William Eggleston earned the epithet ‘the father of colour photography’ thanks to his groundbreaking 1976 show at New York’s Museum of Modern Art. It dragged colour photography away from the commercial and advertising worlds and into the gallery, and Eggleston did more than any photographer before him to excise any doubts about the format’s status in a fine art context.
Three decades on, such doubts seem rather absurd, but it only takes a few moments in the company of his images to understand why they had such an impact.
Step into the light-filled galleries at Inverlieth House, and these never-before-seen prints offer an immediate, sometimes shocking blast of pure colour - the hot, flat blue skies of Eggleston’s native Southern States, and the lurid palette of mid-70s fashion - and a wealth of subtler tones, especially of his subjects’ skin, from sallow off-whites to deep browns.

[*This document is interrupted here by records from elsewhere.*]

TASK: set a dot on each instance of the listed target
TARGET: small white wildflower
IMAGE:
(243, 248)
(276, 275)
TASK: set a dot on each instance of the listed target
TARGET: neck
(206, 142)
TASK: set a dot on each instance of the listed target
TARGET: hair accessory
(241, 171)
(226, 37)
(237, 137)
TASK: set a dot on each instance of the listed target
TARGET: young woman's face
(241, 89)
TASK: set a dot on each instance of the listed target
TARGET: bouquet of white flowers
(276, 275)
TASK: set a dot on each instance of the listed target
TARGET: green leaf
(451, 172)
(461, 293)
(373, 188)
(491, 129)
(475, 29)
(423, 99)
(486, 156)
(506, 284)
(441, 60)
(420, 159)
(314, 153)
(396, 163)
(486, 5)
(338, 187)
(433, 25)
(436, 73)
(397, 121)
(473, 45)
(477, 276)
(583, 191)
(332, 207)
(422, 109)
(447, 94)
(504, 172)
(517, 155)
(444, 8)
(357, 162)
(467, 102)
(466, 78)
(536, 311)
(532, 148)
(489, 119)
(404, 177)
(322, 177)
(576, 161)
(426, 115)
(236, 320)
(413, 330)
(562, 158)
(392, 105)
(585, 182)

Step closer, and there’s another shock to be found in quality of the prints, and in Eggleston’s skill with the camera. Every pore on a face is visible, as is every strand of hair on a head, and, thanks in part to subtle tricks with depth of focus, some portraits give a distinctly three-dimensional impression - the image of young black woman in a purple dress, for example, seems about to rise up from the blurred backdrop behind her.

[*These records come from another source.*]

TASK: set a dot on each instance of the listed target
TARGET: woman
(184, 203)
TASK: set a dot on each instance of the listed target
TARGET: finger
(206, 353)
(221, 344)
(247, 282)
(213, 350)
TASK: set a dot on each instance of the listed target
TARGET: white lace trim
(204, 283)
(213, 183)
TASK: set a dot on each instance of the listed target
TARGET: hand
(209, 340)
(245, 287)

This takes some getting used to. At first, the temptation is to examine every detail, to wonder at the mysteries of technique. But, before long, it becomes clear that Eggleston’s work is profoundly human, above all about everyday people and the places they inhabit.
Once the barrier put in place by the quality of the photographs has been overcome, it is impossible to avoid conjuring up a romantic back-story for Eggleston’s subjects. The faded beauty gazing off into the distance has surely loved and lost, the Johnny Cash-a-like with dandruff in his quiff might well have shot a man in Reno, just to watch him die, and the piggy-eyed president of the Tex Ritter fan-club must be the product of a union between first cousins.
It is more tempting still to wonder about the precise, decisive moment at which Eggleston released the shutter. Thanks to the unwieldy nature of his bulky 5 x 7 camera, a type more usually confined to the photographic studio, Eggleston did not have the luxury of firing off shot after shot to capture these perfect portraits: more often than not his images are the result of a single exposure. And so the half-smile that plays across the face of the girl with too much make-up on, or the defiant stare of the kid, proudly cradling a transistor radio must have been, at least in part, Eggleston’s doing, making these works both portraits and records of a relationship, however brief.
In the end, while this exhibit might lack the blockbusting appeal of Warhol at the National Galleries, or the exhaustive survey of Picasso at the Dean Gallery, it stands alongside those shows as the best the Edinburgh Art Festival has to offer.